If there is a conceptual framework behind all this, it is as much of a hodgepodge as Skrillex’s music. Moore was brought up in LA as a Scientologist: though he is not a member of the church now, he is broadly supportive of it, and it’s quite easy to see hints of Tom Cruise’s starry-eyed motivational rants in his schtick. But, equally, he believes intensely in grassroots subculture,”whether it’s doing some religious Bikram rave yoga for 10 hours a day, or punk bands with no social media”.
He was a child skatepunk, and retains the sense that hanging with friends “IRL” matters above all – plus there’s a dash of rave idealism, and an obsession with the Grateful Dead’s hippie capitalism that manifests itself in his vision for his tours where “every detail is taken care of, every single thing contributes to you having a good time”. His music is released through the mainstream label Warner, but his professed highest ambition is “to show the world the DIY approach on a very high platform”. The collision of laid-back Californian hey-wow and insatiable drive can perhaps best be summed up when, regarding another successful DJ, he says with Bill-and-Ted breeziness: “It’s an OK thing, ruthlessness.”

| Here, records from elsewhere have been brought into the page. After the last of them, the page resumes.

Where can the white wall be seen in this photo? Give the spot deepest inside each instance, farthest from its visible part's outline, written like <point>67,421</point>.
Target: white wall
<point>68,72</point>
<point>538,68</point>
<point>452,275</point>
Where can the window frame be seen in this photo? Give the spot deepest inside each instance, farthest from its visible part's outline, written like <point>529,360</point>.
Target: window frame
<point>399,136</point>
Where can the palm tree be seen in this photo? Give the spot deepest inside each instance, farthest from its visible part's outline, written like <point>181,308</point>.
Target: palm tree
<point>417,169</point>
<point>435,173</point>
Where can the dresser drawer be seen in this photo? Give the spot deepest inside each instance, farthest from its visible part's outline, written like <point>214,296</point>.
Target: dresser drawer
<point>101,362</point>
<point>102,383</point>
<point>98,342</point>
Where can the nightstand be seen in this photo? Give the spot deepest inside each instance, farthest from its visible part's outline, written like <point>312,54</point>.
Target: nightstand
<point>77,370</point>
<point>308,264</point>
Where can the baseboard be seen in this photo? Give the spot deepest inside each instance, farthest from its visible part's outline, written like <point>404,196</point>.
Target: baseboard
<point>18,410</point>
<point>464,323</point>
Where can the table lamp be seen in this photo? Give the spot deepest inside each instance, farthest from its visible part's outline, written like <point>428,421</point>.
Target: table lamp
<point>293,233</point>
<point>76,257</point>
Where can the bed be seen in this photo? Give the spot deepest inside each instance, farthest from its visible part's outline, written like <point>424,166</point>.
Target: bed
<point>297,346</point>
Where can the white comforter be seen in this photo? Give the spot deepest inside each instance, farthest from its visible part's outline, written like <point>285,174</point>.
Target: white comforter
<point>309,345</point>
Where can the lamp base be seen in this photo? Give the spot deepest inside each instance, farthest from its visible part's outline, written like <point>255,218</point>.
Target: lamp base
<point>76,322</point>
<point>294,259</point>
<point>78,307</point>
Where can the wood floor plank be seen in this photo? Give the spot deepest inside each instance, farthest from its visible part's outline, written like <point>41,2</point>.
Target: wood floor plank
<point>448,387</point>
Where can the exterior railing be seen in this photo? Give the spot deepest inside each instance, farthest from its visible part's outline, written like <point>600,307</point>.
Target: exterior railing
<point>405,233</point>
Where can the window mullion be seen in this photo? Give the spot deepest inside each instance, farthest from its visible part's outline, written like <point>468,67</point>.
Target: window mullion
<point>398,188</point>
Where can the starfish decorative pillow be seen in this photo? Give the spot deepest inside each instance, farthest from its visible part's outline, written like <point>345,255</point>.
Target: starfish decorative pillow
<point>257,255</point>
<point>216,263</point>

Culture is a seething collage for him. His favourite books (Jonathan Safran Foer, Henry Miller and Richard Adams’ Watership Down) are mentioned in the same tones as his favourite music technology, animes or dubstep tunes: they’re all there for him to absorb and use. Above all, he is a rampant techno-utopian – a sci-fi dreamer. “I think there’s a whole new voice and a whole new energy,” he says, “aesthetically and culturally, coming from the internet, but you can feel it all around. The internet is weird, and people use it in freaky ways – we’re going to have to go through this learning curve as a civilisation about what it is to have these things. But now you have kids growing up with things like homophobia just seeming ridiculous, or with this willingness to think about space exploration and aliens, these are just part of the youth culture, younger kids are being educated in this whole different way, like ideas spreading through Tumblr – do you know Tumblr?” I suddenly feel old. “I guess I echo that in a sense, that’s my culture, I’m still that kid.”
He’s more than just that kid, though: he’s the embodiment of that whole culture. His stage show represents the sights and sounds of a generation for whom global networking is like breathing, and Moore is living the teenage dreams of that generation – skateboards, aliens, cracked contradictions and all. At one point, by the side of the Coachella stage, one of Moore’s friends shows me a photo Moore has just Bluetoothed them of his view from 20 feet above the crowd. The lightshow from this perspective makes it look as if he is entering hyperspace and it becomes clear: this spectacle is not just for the crowd, it’s for Moore’s benefit, too. He was born into this information overload, and now he’s not just navigating it, he’s piloting a bloody great spaceship right through the middle of it.
• Recess is out now on Atlantic.
Joe Muggs’s trip to California was paid for by Atlantic.